Known as the City of Princes, Orange is home to what is considered to be the best-preserved Roman theater in all of Europe. Built between AD 10 and 25, the theater played host to musical and theatrical productions designed to spread the Roman culture throughout the colonies, but to also distract the public–particularly from the political goings-on of the time. The impressive 130-meter/426-foot long façade still provides excellent acoustics. No shouting required.
But creating such amazing acoustics required following strict guidelines such as: the slope of the hill had to be constant, the heights of the portico and the stage wall had to match, and clay vases had to be positioned onstage with their open mouths facing the audience to project the actors’ voices across the vast theater.
These walls have seen so much history as not only as a theater, but a defensive post (Middle Ages), a refuge for the locals (16th century), and a prison during the French Revolution, all this after being closed in the 4th c. by official edict from the Church, then looted and sacked in the 5th. I highly recommend renting the informative headset to guide you through the fascinating story of the theater. The kids found the history lesson interesting enough that not a single whine of boredom was heard from any of them. Definitely worth the price of admission.
The modern city of Orange surrounds the remains.

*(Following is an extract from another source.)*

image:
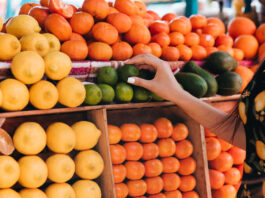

Situated about half an hour’s drive north of Avignon, the city and theater play host to an annual music festival dating back to the 19c. called Chorégies, a reference to the culture tax imposed on the wealthy residents of Roman times when admission to stage productions was “free”.
We opted for a delightful Provençal lunch at this restaurant across the street. Chef Cedric Bremond creates delicious little marvels, especially for the price and the service is very friendly. Traditional 3-course menus are priced from 21 to 27 euros plus wine.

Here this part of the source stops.